Quelle est la place des antidépresseurs dans le traitement de la dépression chez les enfants et les adolescents?

L’efficacité d’un traitement psychothérapeutique, p.ex. une thérapie comportementale cognitive, a été démontrée chez les enfants et les adolescents atteints d’une dépression légère à modérée; c’est le traitement de premier choix mais les possibilités d’accès à un tel traitement sont malheureusement insuffisantes. On ne dispose cependant pas de beaucoup de données en ce qui concerne l’efficacité d’une psychothérapie chez les enfants et les adolescents atteints d’une dépression sévère.

Pour aucun antidépresseur, il n’existe actuellement de preuves suffisantes d’une efficacité chez les enfants et les adolescents souffrant de dépression. Dans certains cas graves, un traitement médicamenteux peut cependant paraître nécessaire, bien qu’il s’agisse alors d’une utilisation en dehors des indications acceptées. L’instauration et le suivi d’un tel traitement ne peut se faire que par des médecins ayant de l’expérience dans ce domaine, et nécessite un suivi et une évaluation continus (entre autres en ce qui concerne l’apparition d’effets indésirables tels agitation) ainsi qu’un accompagnement psychothérapeutique.

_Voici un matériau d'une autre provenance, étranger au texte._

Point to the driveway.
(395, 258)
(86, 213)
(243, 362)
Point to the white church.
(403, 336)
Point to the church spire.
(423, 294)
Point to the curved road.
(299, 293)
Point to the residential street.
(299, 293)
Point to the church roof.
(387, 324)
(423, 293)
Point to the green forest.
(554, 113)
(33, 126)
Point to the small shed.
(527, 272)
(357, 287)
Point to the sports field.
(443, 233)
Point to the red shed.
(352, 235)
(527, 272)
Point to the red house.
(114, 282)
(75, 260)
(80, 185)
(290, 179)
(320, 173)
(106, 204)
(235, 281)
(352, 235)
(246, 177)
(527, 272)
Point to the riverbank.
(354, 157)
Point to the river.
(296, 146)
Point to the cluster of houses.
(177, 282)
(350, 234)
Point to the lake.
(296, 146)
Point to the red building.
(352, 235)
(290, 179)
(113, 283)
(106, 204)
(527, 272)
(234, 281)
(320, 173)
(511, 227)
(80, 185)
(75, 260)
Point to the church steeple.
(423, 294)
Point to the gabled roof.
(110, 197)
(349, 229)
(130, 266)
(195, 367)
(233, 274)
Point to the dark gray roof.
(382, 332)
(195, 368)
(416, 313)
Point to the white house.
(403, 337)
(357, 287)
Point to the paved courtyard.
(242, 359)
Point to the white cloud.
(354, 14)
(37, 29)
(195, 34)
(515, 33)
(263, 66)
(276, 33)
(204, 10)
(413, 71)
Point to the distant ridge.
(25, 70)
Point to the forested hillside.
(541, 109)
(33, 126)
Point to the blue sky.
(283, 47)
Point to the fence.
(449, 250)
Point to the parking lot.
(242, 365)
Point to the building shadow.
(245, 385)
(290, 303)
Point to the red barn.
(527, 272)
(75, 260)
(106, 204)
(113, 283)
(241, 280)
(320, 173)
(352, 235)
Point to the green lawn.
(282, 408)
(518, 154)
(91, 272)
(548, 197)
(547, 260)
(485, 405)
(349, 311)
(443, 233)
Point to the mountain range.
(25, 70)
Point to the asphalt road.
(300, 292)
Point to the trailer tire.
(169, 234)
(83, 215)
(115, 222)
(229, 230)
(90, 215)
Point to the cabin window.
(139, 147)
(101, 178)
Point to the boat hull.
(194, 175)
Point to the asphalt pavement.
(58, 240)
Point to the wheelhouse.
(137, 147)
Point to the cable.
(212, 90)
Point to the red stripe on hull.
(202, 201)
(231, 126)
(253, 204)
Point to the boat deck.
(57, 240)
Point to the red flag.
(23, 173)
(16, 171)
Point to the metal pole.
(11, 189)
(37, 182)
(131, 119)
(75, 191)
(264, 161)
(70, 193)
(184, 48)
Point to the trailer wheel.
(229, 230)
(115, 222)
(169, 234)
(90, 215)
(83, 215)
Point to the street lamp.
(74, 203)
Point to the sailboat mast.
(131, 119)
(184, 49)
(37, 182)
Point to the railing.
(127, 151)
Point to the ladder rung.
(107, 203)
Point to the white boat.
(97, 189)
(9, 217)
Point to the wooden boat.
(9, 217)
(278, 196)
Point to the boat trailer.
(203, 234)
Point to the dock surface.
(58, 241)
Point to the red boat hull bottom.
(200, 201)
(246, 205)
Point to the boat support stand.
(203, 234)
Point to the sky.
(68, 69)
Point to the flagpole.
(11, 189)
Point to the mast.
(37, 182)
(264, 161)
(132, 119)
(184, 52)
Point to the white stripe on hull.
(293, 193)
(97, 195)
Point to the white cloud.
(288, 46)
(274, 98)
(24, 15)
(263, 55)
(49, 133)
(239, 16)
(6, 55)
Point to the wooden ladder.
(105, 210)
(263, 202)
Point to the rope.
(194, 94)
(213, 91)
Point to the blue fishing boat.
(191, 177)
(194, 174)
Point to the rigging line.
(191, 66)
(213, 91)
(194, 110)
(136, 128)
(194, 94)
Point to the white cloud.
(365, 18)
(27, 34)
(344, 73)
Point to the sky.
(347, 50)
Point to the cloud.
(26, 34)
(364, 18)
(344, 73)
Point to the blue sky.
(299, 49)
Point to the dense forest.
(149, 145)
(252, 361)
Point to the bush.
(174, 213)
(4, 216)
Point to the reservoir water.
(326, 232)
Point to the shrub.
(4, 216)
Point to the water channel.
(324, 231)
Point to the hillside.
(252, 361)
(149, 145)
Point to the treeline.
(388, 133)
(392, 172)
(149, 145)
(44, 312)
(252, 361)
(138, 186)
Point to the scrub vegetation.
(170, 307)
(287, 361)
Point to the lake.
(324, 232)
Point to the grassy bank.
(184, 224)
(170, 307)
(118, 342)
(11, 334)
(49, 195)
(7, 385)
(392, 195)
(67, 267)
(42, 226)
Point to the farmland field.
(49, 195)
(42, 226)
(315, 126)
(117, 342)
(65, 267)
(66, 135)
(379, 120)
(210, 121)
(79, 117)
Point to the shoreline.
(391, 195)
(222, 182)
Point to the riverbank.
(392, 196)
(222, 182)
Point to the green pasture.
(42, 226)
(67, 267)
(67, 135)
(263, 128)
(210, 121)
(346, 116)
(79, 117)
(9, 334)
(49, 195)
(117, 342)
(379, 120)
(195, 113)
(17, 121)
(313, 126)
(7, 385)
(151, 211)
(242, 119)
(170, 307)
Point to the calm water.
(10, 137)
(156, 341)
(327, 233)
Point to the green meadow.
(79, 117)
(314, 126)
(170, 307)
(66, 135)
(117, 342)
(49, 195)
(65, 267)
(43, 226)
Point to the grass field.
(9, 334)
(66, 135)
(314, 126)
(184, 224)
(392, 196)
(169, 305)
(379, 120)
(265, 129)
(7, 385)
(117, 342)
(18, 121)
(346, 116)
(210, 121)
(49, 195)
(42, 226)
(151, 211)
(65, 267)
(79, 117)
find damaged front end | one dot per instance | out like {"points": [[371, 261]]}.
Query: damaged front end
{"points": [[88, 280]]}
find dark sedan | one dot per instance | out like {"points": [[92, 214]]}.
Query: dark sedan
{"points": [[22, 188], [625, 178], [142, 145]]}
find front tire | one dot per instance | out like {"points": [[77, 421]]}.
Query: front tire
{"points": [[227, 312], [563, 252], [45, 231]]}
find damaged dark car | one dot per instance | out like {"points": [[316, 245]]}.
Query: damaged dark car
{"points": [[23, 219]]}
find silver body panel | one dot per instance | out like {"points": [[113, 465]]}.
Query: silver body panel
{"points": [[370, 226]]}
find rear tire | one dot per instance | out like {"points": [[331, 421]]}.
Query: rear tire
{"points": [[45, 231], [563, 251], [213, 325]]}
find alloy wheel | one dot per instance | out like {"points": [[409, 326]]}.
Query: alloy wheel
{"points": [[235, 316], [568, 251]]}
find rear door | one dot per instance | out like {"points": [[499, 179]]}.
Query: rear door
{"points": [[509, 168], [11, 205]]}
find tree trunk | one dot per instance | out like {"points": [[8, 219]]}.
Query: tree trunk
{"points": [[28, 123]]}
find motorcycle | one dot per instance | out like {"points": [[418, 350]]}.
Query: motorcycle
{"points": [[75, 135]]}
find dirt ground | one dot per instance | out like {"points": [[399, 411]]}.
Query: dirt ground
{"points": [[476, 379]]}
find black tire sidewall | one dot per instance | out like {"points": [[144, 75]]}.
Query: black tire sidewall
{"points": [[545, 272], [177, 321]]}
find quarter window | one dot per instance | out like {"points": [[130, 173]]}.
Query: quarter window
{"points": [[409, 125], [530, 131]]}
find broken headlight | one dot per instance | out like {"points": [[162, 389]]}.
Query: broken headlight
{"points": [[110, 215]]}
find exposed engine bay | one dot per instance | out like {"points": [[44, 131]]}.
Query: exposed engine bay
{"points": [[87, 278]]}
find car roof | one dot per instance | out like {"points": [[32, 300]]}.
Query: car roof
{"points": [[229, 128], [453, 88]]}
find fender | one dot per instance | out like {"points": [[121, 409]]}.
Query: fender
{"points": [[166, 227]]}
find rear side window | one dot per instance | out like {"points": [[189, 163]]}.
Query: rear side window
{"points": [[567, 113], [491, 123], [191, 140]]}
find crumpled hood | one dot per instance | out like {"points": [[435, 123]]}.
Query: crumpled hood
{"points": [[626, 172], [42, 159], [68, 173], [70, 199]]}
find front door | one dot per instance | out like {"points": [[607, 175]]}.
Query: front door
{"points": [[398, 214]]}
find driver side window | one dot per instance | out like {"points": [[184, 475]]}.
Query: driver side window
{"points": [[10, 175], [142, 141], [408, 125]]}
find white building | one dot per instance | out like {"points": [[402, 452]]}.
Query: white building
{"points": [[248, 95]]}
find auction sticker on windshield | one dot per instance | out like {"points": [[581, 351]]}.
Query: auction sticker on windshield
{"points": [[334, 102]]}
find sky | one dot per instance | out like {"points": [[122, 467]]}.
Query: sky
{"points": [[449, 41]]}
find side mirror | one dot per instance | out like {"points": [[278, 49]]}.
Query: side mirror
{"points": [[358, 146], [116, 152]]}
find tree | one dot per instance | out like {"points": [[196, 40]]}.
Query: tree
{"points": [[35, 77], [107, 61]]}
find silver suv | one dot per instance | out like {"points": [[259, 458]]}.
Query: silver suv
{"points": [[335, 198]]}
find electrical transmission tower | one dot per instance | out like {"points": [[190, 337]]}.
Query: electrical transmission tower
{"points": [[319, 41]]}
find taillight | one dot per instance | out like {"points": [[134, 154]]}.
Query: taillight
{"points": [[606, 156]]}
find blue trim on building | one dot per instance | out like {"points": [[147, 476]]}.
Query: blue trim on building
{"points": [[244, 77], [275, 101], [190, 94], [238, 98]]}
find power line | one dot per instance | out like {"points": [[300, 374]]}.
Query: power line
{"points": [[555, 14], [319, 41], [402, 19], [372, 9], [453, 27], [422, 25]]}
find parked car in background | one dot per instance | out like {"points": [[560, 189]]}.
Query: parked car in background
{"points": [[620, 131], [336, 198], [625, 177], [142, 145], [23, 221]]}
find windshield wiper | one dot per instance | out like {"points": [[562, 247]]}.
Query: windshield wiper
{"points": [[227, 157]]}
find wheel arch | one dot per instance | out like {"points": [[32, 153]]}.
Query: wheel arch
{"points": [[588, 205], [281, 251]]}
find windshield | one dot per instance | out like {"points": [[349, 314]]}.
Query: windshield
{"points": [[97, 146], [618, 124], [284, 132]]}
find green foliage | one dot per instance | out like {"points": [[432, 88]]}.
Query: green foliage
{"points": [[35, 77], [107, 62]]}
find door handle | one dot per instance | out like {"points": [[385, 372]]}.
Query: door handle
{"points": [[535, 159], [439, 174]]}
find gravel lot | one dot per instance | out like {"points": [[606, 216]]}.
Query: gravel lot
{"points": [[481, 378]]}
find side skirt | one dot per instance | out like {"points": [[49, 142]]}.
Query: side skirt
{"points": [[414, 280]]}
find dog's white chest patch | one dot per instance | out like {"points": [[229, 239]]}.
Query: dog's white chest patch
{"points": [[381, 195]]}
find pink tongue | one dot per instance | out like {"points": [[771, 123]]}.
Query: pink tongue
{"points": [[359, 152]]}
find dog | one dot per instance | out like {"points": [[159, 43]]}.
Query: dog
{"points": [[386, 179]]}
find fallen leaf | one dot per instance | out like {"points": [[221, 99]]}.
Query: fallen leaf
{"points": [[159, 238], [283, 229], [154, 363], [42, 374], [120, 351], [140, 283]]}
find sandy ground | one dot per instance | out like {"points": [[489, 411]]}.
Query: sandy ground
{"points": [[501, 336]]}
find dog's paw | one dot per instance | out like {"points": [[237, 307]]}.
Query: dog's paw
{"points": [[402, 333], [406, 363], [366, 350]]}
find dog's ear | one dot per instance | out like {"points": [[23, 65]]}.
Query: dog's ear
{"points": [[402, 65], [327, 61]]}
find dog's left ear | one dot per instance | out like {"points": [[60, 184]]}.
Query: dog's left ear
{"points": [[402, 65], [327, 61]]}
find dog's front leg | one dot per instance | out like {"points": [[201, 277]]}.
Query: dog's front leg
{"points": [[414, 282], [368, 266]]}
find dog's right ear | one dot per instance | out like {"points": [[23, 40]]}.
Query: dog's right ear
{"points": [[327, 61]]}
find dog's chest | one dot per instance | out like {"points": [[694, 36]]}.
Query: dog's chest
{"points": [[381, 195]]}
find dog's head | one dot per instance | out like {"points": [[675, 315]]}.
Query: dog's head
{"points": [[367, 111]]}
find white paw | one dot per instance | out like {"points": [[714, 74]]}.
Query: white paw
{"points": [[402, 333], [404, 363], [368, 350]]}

Les données disponibles ne permettent pas de faire un choix parmi les antidépresseurs: pour aucun antidépresseur, un risque accru de tendances suicidaires et d’automutilation ne peut être exclu. Avec les antidépresseurs tricycliques, il existe en outre un risque d’effets indésirables cardiaques, surtout à des doses trop élevées, mais quelques cas de mort subite chez l’enfant ont également été décrits à des doses thérapeutiques normales en l’absence d’anomalie cardiaque.

Les auteurs des articles et des commentaires plaident en faveur d’études indépendantes sur l’efficacité des antidépresseurs et des traitements non médicamenteux chez les enfants et les adolescents.